Jonathan Haidt defended the hoax by saying:
The project was undertaken because there is a long running and colossal violation of academic integrity in a few departments in the academy. There is a disciplinary norm in some fields and journals of publishing papers that take a particular moral/political position, whether or not they have scholarly merit. That was Alan Sokal's point in his hoax paper: as long as he seemed to be taking a social constructionist point of view, it didn't matter that the editors could not understand what he had written. The grievance studies hoax shows that this problem persists, across multiple journals in several fields. Boghassian and his colleagues undertook a long, time consuming, and career-risking project to stand up for academic integrity by exposing what is, arguably, an academic subculture that tolerates intellectual fraud.
Criticisms
Writing for Slate, Daniel Engber criticized the project, saying "one could have run this sting on almost any empirical discipline and returned the same result." Similarly, Harvard University professor of Women's Studies, Sarah Richardson, criticized the hoaxers for not including a control group in their experiment, telling BuzzFeed News, "By their own standards, we can't scientifically conclude anything from it." n+1 magazine published a critical article which cited a survey by science writer Jim Schnabel of similar hoax attempts summarizing Schnabel's conclusion as "the educated public makes a decision based not on the scientific merits of the hoax but on the relative orthodoxy of the hoaxer and hoaxee.
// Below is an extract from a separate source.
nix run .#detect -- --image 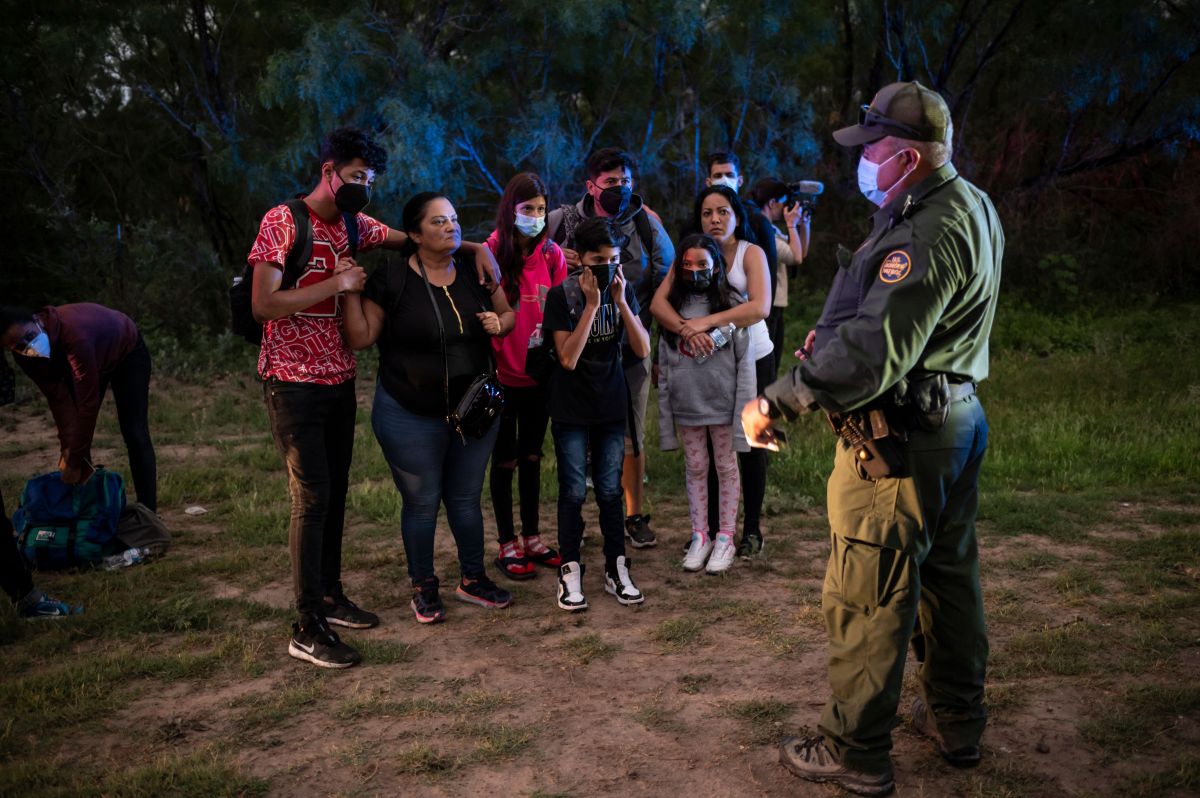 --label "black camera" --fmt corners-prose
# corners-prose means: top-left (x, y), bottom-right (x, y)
top-left (784, 180), bottom-right (824, 216)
In effect, the result of the trick is decided in advance by the power relations of the field." The article goes on to explain that the relative orthodoxy in this case was "not an orthodoxy of scientific legitimacy but rather the emerging consensus of tech bros, Davos billionaires, and alt-right misogynists."
Carl T. Bergstrom, writing in The Chronicle of Higher Education, says "the hoaxers appear woefully naïve about how the system actually works." Peer review is not designed to remove fraud or even absurd ideas, he claimed, and replication will lead to self-correction. In the same article, David Schieber claimed to be one of the reviewers for "Rubbing One Out," and that the hoaxers selectively quoted from his review. "They were turning my attempt to help the authors of a rejected paper into an indictment of my field and the journal I reviewed for, even though we rejected the paper."
A number of professors at Portland State University signed an open letter which accused the trio of exploiting "credulous journalists interested mainly in spectacle " to conduct academic fraud and dishonesty. "Basic spite and a perverse interest in public humiliation seem to have overridden any actual scholarly goals." The authors asked to remain anonymous, alleging Boghossian had targeted academics at other institutions and that they would likely receive "threats of death and assault from online trolls."